Learning to play an instrument
As a parent, you might not have previously considered if your child could learn to play a musical instrument. Especially in my situation, learning to communicate and keeping up with my peers at school was hard enough. I don’t think my parents even really contemplated the idea to start with, as there were so many other priorities.
I’m not sure where my interest came from really. My mother was quite musical. Not brilliantly so, but she clearly had a love of music of any form. They say that babies can hear music from the womb. I learnt recently that when I was a young baby, she would always have the radio playing in the background for me to listen to. How ironic and sad for her to learn nearly a year later that I could never have heard any of the music as I had been born profoundly deaf.
‘Don’t stop me now!’
That didn’t stop me though thankfully. As my mum had played the clarinet when she was younger, she asked for a new instrument for her 40th birthday. When she opened her prized gift, as an inquisitive child I asked if I could ‘have a go’. Well that was the last she saw of her present! From that moment on I started to play, went on to have lessons, passed my first exam, played in a wind band and discovered a whole new world of notes, rhythms and melodies.
Challenges along the way
It won’t always be easy. As any child, it might be a bit of trial and error to find the right instrument for your child. As with learning everything, there will be highs and lows, but it should be something you learn for pleasure first and foremost. To date, I still can’t read music very well and I can’t hear the difference between tones which are close together, but these and other challenges haven’t been a problem. Often when I was practising pieces or musical scales for exams in my bedroom, I would hear my mum bellow “C sharp” when I played a wrong note which I couldn’t hear, it was hilarious for me and probably painful for them to hear all the wrong notes!
Music for all
Music impacts all our lives in so many forms. There is no reason why it shouldn’t be the same for deaf people. Even for those who are profoundly deaf, rhythm through touch and sensation can be accessible, therapeutic, stimulating and meaningful. It is amazing to me that a few dots on a page can be translated and transformed into a beautiful tune. How our musicians, composers and songwriters can continually invent and bring to life silent instruments and pages of notes into memorable and uplifting melodies. Music can be so powerful. It can evoke memories or tell a story. Why shouldn’t we as deaf people join in, benefit from and enjoy the delights of creating our own beauty from sound?
A few tips:
1. Individual lessons
It might be worth considering individual lessons for your child as they might benefit from 1:1 teaching.

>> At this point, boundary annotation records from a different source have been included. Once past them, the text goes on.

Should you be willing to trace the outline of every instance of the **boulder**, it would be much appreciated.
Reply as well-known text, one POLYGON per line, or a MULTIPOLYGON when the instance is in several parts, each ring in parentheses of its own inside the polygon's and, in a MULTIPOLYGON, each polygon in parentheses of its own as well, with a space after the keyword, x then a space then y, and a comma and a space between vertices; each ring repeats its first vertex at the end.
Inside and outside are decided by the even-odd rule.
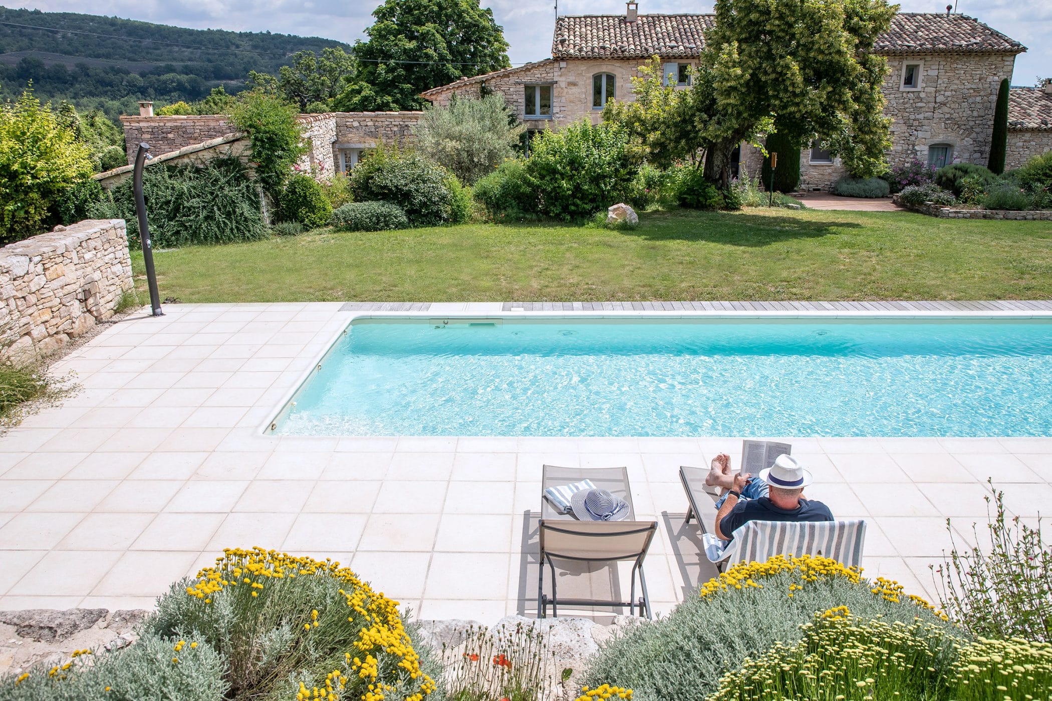
POLYGON ((640 217, 635 213, 634 209, 621 202, 606 210, 606 223, 625 223, 629 226, 634 226, 640 223, 640 217))
POLYGON ((105 609, 26 609, 0 612, 0 623, 15 626, 15 635, 29 640, 65 640, 75 633, 86 631, 109 613, 105 609))

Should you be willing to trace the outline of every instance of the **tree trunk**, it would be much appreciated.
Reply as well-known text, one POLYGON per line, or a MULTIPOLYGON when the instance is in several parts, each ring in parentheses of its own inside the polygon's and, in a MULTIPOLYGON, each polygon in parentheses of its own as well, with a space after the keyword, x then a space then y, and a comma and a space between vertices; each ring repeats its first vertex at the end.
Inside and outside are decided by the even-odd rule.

2. Assistance from a person with music knowledge
It is often more helpful for a child to practise with someone with a basic knowledge of music who can assist them. It is usually more enjoyable than learning on their own.

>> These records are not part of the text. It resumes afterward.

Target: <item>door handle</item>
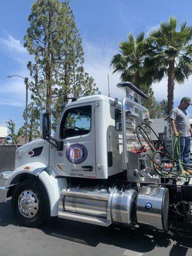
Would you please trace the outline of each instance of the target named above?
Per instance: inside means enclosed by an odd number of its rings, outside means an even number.
[[[93,166],[82,166],[81,171],[92,172],[93,170]]]

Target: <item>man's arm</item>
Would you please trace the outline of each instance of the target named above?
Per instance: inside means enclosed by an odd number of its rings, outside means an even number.
[[[175,122],[175,120],[173,119],[170,118],[170,124],[171,124],[171,127],[172,127],[172,129],[173,131],[174,134],[176,136],[179,136],[179,132],[177,131]],[[191,129],[191,132],[192,132],[192,129]]]
[[[189,132],[191,134],[191,136],[192,136],[192,129],[190,125],[189,125]]]

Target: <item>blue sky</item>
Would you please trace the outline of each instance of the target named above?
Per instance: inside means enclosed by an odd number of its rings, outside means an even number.
[[[31,56],[23,47],[23,36],[29,26],[28,17],[32,0],[1,1],[0,8],[0,125],[12,118],[19,127],[23,124],[22,114],[25,108],[25,88],[22,79],[6,78],[8,75],[28,76],[26,65]],[[124,94],[116,88],[119,75],[112,75],[109,62],[118,52],[118,43],[125,40],[132,33],[141,31],[146,35],[159,22],[176,17],[179,23],[186,20],[192,25],[192,1],[70,0],[77,26],[83,39],[84,67],[103,94],[108,94],[108,74],[109,75],[112,97],[120,99]],[[185,95],[192,97],[192,78],[184,85],[175,84],[175,106]],[[165,77],[153,85],[158,100],[166,98]],[[189,112],[192,115],[191,109]]]

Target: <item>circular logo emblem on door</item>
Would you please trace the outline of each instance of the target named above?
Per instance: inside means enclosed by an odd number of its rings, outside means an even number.
[[[72,144],[66,150],[66,157],[73,164],[81,164],[87,157],[87,150],[82,144]]]

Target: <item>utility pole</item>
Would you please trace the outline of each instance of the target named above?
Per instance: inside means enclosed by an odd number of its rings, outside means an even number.
[[[7,78],[11,78],[13,76],[18,76],[19,77],[21,77],[24,79],[25,86],[26,86],[26,109],[25,109],[25,144],[28,143],[28,89],[29,89],[29,79],[28,77],[24,77],[19,75],[12,75],[8,76]]]
[[[108,97],[111,97],[110,90],[109,90],[109,74],[108,74]]]

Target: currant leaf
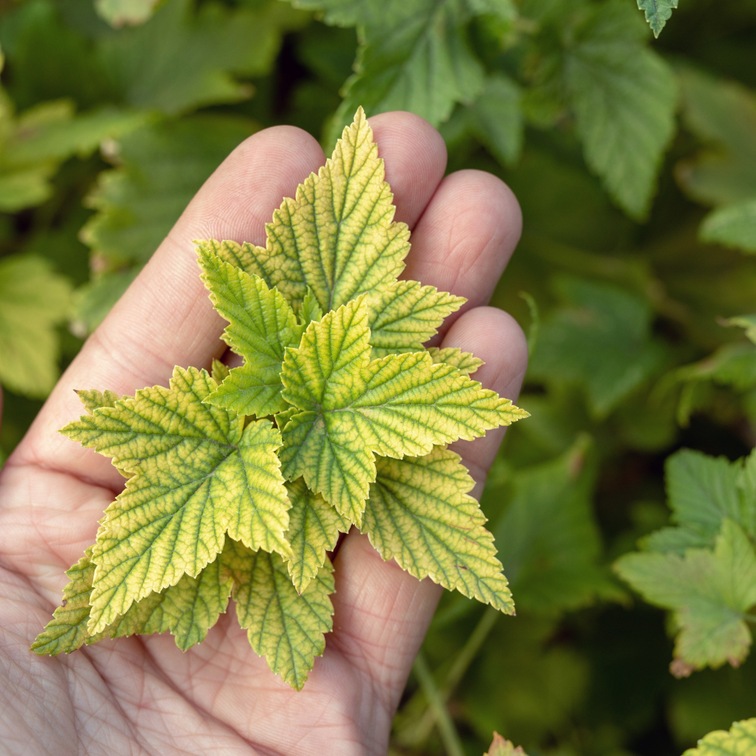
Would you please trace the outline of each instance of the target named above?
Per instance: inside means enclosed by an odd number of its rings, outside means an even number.
[[[288,406],[281,398],[281,363],[287,346],[296,346],[300,325],[280,292],[256,275],[227,262],[204,245],[197,247],[202,280],[215,309],[229,321],[224,340],[244,358],[207,398],[215,407],[240,415],[266,415]]]
[[[363,531],[387,561],[420,580],[514,614],[514,603],[475,485],[460,457],[436,448],[425,457],[379,458]]]
[[[404,269],[410,232],[394,222],[391,187],[373,130],[360,108],[333,155],[287,198],[266,225],[265,271],[295,309],[308,287],[323,312],[391,284]]]
[[[287,350],[281,373],[284,398],[302,411],[282,431],[284,475],[303,476],[358,526],[374,454],[422,456],[528,415],[427,352],[370,361],[364,300],[310,324],[299,347]]]
[[[447,315],[467,300],[417,281],[395,281],[367,296],[373,357],[420,352]]]
[[[297,690],[307,680],[314,657],[325,649],[325,634],[333,627],[330,562],[326,563],[300,596],[277,554],[255,553],[231,542],[229,569],[234,575],[239,624],[256,653]]]
[[[289,574],[302,593],[325,564],[326,552],[336,546],[339,533],[347,533],[352,523],[342,517],[319,494],[313,494],[302,478],[287,483],[291,509],[287,538],[293,556]]]
[[[243,417],[204,404],[215,387],[206,371],[176,367],[170,388],[142,389],[63,429],[132,476],[92,551],[91,632],[184,573],[196,576],[227,531],[290,556],[280,433],[269,420],[244,427]]]

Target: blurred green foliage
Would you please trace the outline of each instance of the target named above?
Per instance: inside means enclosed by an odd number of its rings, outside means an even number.
[[[494,304],[532,417],[482,501],[518,615],[445,595],[394,754],[679,756],[756,716],[756,3],[296,5],[0,5],[0,459],[246,136],[412,110],[519,199]]]

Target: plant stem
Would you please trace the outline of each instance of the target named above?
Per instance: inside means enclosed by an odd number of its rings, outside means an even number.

3. Find what help options are best for you
As your child progresses they might need different ways of helping them. (When I was studying for my first exam, my teacher used visual cues when she accompanied me with the piano)

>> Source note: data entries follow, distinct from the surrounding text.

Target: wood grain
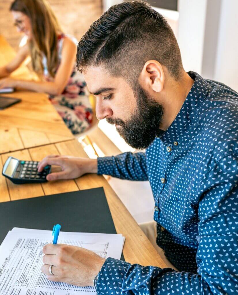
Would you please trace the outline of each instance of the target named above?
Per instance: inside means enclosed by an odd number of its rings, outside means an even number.
[[[2,169],[3,162],[0,156],[0,171]],[[1,173],[0,174],[0,202],[10,201],[10,196],[6,184],[6,179]]]
[[[76,140],[59,143],[55,145],[61,154],[87,156]],[[80,189],[103,187],[116,231],[126,237],[123,253],[126,261],[142,265],[167,267],[136,222],[103,176],[87,174],[75,181]]]
[[[0,36],[0,66],[15,54],[13,49]],[[20,78],[32,78],[29,70],[23,66],[13,75]],[[2,144],[0,153],[74,138],[49,101],[48,95],[25,91],[4,96],[20,98],[22,101],[0,112]]]
[[[7,122],[4,123],[7,124]],[[6,125],[2,126],[2,128],[0,127],[0,154],[6,151],[14,150],[17,147],[18,150],[24,148],[23,143],[17,128],[8,128]]]
[[[54,145],[31,148],[29,151],[33,161],[39,161],[42,160],[46,156],[50,155],[59,155],[59,152]],[[53,166],[52,169],[52,172],[56,172],[59,169]],[[45,195],[51,195],[60,193],[66,193],[78,190],[75,182],[73,179],[69,180],[50,181],[45,182],[42,184]]]

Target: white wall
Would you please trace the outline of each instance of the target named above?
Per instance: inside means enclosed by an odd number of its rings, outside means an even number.
[[[178,42],[186,71],[201,71],[206,6],[207,0],[178,1]]]
[[[238,1],[222,0],[214,78],[238,91]]]

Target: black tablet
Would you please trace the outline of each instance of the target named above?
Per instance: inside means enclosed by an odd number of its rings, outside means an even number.
[[[13,104],[19,102],[21,100],[21,99],[19,98],[0,96],[0,109],[3,110],[6,108],[12,106]]]

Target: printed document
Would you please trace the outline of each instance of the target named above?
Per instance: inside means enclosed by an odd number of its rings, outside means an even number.
[[[61,232],[58,243],[120,259],[124,240],[119,234]],[[0,246],[0,295],[96,295],[94,287],[52,282],[42,273],[42,248],[52,242],[51,231],[14,228],[9,232]]]

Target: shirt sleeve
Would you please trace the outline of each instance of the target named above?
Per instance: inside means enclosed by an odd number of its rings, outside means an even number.
[[[99,294],[238,294],[238,159],[234,155],[221,159],[203,185],[198,208],[197,274],[109,258],[100,273]]]
[[[129,180],[148,180],[145,154],[127,152],[116,156],[98,158],[98,174]]]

4. Contact the examining board ahead of time
For exams, it is always advisable to contact the examining board at the time of applying in case some of the parts of the exam are not suitable for a deaf child. They can usually make adjustments and give more time. I couldn’t pitch my voice to do the aural part, but it didn’t matter.
5. Play in a band!
Playing in a group or a band is always possible in the future. (For me, a friend or a relative came along and pointed to the music so I could keep in time)
What tips do you have for playing a musical instrument with hearing loss?